Bruton Memorial Library has evolved over the past year to become a safe and thriving hub for the community.
Bruton Memorial Library has entered a new chapter.
The building itself has a new look and the staff and focus of the organization reflects its evolved mindset. When Paul Shaver took the reins as director of Bruton last fall, one of his many goals was to increase tech at the facility. Little did he know how crucial that decision would be come spring when the COVID-19 pandemic put the entire world on hold.
Thankfully, the library itself was only closed for operations for a short time. Soon it offered curbside pickup. Then the doors were open to the public, though with new regulations in place to keep patrons safe.
Staff members felt the biggest shift in the way they handled scheduled programming. Meeting in large groups was no longer on the table, so the team got creative to find ways to provide their unique services to the masses while keeping everyone safe. The answer led to a new wave of programming — one that staff believes is here is stay.
“It certainly worked out for us to get the team at the time that we did,” Shaver said. “We were faced with the question, ‘How can we use what we have to get even more attendance than ever before?’ Then we had the complete shutdown, which led to conversations with our staff of what we should do going forward. Now we are doing hybrid programs. So, for example, if someone has a projector we can do a story time from here and stream it to the facility to be broadcast on the projector. Now we can do story time at community centers or daycares. We provide a projector as well if they don’t have one. It’s led to us being able to access more people than ever.”
Part of the change has come with the addition of virtual programming. Partnerships with Moffitt Cancer Center have evolved to virtual health seminars. Kelly Libengood, adult services associate, does kits and tutorials including Big Hands Little Hands, EsSewntials, and HandCrafts. There are virtual book clubs, tutorials on face painting and a virtual Master Gardener series.
There is a partnership with the Plant City Family YMCA to make the book club a hybrid. Those who want to come in person and social distance can, and those who want to stream the book club on social media have that option as well.
Amanda Preece, youth services associate, does virtual story times and builds kits virtually with children and their parents. Kids can pick up take home activity kits called Boredom Busters each week that are compiled around a unique theme. The children’s programs in particular would routinely pack out the event room, so Preece has had to find ways to bring that engagement and educational experience into local children’s homes. She’s also done story time in person at schools and daycares.
The library operates at 25 percent capacity and has a maximum occupancy sensor at the door to help easily and quickly notify staff when the room is filling.
When Halloween rolled around, Bruton took the festivities outside with socially distanced kiosks and activities around the library. At Christmas, Santa and Mrs. Claus were on a patio and kids got to phone in to talk to the Clauses. It was a massive hit and families have asked for it to continue for years to come.

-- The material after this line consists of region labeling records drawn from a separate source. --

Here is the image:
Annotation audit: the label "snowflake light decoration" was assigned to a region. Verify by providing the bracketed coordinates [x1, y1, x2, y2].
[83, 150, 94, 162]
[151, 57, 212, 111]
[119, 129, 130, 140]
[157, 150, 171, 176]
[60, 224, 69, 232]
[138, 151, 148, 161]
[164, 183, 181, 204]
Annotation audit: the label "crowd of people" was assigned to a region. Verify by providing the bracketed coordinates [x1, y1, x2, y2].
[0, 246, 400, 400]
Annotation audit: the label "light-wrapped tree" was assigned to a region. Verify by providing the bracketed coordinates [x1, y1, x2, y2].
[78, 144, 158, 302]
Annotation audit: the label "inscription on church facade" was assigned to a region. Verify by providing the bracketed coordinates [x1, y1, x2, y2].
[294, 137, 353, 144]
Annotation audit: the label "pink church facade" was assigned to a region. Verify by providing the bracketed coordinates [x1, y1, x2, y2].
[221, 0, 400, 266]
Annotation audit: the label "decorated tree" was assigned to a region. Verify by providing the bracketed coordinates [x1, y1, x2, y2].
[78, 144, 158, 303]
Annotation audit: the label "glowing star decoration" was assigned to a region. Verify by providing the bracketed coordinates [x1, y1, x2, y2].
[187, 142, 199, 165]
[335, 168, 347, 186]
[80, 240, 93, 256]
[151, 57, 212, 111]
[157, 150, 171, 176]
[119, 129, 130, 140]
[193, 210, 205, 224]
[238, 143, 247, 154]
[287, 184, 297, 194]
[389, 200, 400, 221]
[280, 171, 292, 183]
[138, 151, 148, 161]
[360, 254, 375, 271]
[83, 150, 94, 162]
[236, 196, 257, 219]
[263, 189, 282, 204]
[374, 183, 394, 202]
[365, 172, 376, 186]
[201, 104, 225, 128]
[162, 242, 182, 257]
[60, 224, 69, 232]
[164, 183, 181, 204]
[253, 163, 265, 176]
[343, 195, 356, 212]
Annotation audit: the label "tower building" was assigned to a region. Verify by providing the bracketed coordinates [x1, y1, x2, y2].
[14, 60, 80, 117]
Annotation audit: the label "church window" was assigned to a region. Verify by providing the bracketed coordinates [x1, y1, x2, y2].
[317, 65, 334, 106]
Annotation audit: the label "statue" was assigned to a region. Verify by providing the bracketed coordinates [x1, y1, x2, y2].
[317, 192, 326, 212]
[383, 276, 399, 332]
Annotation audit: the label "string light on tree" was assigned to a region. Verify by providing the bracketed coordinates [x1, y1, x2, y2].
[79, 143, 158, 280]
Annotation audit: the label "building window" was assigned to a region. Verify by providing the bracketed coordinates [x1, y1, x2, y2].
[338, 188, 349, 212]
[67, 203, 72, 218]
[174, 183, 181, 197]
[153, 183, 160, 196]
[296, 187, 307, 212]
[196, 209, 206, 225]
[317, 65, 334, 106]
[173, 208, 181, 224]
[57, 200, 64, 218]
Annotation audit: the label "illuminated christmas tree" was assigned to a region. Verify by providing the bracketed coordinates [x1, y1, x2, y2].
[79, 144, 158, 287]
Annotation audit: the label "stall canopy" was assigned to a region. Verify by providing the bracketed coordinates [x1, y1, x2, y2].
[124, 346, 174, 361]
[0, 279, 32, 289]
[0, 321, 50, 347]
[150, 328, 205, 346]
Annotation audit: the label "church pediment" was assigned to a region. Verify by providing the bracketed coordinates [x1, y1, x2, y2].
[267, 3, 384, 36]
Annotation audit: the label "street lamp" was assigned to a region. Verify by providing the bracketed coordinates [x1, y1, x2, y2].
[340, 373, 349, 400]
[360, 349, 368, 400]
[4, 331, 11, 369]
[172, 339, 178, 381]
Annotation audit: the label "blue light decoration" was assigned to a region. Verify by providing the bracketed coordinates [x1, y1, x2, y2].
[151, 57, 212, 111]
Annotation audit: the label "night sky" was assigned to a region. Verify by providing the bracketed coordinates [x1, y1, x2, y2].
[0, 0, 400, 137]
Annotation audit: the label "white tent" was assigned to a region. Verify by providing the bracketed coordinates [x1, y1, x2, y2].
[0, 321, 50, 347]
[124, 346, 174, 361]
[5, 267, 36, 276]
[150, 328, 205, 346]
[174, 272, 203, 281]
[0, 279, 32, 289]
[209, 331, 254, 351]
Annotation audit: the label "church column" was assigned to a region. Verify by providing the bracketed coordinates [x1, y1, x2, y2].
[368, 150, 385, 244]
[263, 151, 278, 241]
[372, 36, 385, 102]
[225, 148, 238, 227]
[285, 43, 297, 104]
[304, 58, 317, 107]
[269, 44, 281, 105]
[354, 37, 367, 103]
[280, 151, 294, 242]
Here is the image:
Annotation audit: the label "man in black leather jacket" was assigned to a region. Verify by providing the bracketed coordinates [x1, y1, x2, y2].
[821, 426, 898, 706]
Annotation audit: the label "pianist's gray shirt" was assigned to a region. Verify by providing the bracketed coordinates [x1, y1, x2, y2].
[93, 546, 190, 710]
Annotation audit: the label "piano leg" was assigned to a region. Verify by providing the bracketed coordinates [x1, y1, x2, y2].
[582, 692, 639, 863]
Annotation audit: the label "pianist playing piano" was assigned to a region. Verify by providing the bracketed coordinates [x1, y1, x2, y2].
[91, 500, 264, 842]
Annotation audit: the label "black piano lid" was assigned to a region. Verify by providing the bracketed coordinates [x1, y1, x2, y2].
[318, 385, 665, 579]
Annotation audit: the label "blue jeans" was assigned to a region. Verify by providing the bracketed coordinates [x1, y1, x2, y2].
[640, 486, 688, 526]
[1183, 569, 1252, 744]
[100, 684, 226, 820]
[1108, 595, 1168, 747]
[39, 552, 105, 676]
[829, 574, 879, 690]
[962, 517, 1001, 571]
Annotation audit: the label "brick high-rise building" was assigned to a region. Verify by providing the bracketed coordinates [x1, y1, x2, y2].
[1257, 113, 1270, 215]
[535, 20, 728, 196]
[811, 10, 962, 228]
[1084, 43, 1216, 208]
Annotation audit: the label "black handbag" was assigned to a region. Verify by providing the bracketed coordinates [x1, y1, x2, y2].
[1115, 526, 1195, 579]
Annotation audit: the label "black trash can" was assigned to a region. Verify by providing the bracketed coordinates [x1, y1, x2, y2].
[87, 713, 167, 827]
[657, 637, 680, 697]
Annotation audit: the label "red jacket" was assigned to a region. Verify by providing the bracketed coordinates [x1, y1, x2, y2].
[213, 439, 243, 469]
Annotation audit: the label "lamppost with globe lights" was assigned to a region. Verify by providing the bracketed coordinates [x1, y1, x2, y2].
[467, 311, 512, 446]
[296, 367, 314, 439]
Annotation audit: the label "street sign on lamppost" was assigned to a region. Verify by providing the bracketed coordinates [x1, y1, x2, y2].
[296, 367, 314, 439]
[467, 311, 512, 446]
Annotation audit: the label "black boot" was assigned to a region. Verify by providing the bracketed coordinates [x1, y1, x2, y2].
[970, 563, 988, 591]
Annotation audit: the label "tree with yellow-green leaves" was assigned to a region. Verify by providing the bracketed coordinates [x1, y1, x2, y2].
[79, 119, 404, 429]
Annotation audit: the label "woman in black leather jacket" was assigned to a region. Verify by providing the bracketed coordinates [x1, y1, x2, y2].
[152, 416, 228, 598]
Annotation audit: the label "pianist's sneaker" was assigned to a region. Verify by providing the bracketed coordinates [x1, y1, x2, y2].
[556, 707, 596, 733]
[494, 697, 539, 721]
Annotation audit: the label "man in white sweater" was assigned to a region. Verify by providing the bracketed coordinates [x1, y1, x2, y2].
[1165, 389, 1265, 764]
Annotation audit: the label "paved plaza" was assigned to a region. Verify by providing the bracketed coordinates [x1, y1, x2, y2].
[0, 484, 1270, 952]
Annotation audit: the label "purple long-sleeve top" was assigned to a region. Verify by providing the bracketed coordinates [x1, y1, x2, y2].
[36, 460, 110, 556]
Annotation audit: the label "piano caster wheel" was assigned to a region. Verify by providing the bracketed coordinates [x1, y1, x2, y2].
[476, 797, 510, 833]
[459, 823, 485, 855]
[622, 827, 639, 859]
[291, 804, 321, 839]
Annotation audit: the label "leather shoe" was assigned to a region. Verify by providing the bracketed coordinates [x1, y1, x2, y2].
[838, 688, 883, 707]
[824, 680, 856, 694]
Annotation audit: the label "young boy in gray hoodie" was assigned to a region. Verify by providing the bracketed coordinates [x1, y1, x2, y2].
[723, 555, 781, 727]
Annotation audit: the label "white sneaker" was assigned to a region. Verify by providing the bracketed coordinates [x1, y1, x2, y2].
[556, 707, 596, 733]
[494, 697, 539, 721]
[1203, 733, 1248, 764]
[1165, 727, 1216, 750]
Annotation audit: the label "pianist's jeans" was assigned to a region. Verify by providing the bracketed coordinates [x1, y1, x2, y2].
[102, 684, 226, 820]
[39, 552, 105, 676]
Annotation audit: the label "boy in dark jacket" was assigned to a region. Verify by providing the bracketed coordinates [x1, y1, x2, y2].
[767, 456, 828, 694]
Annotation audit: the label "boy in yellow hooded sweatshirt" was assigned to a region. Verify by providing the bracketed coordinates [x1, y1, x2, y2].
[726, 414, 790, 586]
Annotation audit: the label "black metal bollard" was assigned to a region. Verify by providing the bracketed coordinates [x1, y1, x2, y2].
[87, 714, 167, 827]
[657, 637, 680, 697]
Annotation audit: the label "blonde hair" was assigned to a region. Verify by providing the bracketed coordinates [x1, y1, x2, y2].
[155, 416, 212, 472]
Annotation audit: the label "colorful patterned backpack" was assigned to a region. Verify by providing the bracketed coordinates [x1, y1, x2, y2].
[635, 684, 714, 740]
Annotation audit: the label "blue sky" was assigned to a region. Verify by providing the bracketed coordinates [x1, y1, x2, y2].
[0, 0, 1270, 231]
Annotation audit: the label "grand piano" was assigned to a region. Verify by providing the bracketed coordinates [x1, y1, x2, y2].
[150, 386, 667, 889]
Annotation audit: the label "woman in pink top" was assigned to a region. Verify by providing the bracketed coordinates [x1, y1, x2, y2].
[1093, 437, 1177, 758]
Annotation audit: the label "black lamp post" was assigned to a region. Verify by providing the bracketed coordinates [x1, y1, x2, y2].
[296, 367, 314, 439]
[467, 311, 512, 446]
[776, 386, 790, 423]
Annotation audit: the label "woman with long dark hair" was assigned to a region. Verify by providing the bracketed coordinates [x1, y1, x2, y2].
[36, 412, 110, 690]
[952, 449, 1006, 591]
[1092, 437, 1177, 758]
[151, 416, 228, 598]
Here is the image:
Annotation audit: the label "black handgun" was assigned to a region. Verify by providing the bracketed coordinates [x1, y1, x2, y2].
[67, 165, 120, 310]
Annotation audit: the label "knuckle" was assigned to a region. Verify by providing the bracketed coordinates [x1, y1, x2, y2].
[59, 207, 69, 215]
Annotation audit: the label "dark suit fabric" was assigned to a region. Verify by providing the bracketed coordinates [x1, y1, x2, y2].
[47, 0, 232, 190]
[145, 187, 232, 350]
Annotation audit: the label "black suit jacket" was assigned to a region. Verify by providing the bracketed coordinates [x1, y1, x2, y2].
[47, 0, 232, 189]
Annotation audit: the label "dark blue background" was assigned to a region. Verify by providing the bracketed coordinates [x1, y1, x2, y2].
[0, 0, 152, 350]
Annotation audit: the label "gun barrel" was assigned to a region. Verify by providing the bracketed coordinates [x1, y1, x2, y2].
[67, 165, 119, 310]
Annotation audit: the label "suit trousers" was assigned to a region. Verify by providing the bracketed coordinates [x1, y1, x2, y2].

Using CARES ACT funding, the city was also able to deliver some major upgrades to the building. New floors, better electric plug ins, laptop kiosk cubicles and several other major changes make the library feel like a new facility. Shaver said there are still many more changes to come and he hopes that by the time they’re done, Bruton will be perfectly poised to answer the call of the changing community.
On top of the new additions to the facility, the library also has new inventory. There have been many new books added to the shelves as old materials were replaced and a partnership with the county provided 300 Spanish-language materials. It fills a hole Shaver identified immediately upon becoming director and he said he’s looking forward to continuing to improve the foreign-language offerings at Bruton.
“This library reflects the city, it reflects this community,” Shaver said. “Here we really do get the full range of patrons. Some want to come and have access to our tech, some want to use our study rooms, some want foreign language materials, others want audio books, families come and check out books and then pick up a DVD to take home. It’s our job to make sure that we have inventory that reflects the people we serve.”
And the pandemic has changed the culture of the community. Patrons are interacting with the library in ways they never had before. There’s been an influx in demand for books and each individual patron is checking out far more items per person than before. The cap is 35 items per person and it’s not uncommon for patrons to hit the limit, especially with no more late fees. The HAAL Pass system also allows every student enrolled in the county to check items out.
The kits that are available for families to pick up to do activities with their children fly off the shelves every week. People are taking advantage of the fact that you can get e-books, digital newspapers/magazines, stream audiobooks for free, check out and listen to digital CDs and stream movies all with your library card without ever having to set foot inside the library. Hillsborough County’s library system even has a system in place where you can have a book mailed to your house. It’s been a godsend for those who don’t yet feel safe going out in public in the middle of a pandemic.
The demand for outdoor events has increased as well. In response, Bruton has many upcoming outdoor events in the works including movie nights on the lawn where the community can social distance on the lot behind the library and watch a film on a large inflatable screen. A bookmobile is also on the horizon that will travel to local communities.
The city will soon install a kiosk at the library so you can pay your bills with the touch of a button. This will help make sure the library is a hub for the community to go to and meet multiple needs at once.
If you would like to get a library card, all you need is to bring some identification with your address to prove you live in Hillsborough County. That can be a driver’s license or even a passport.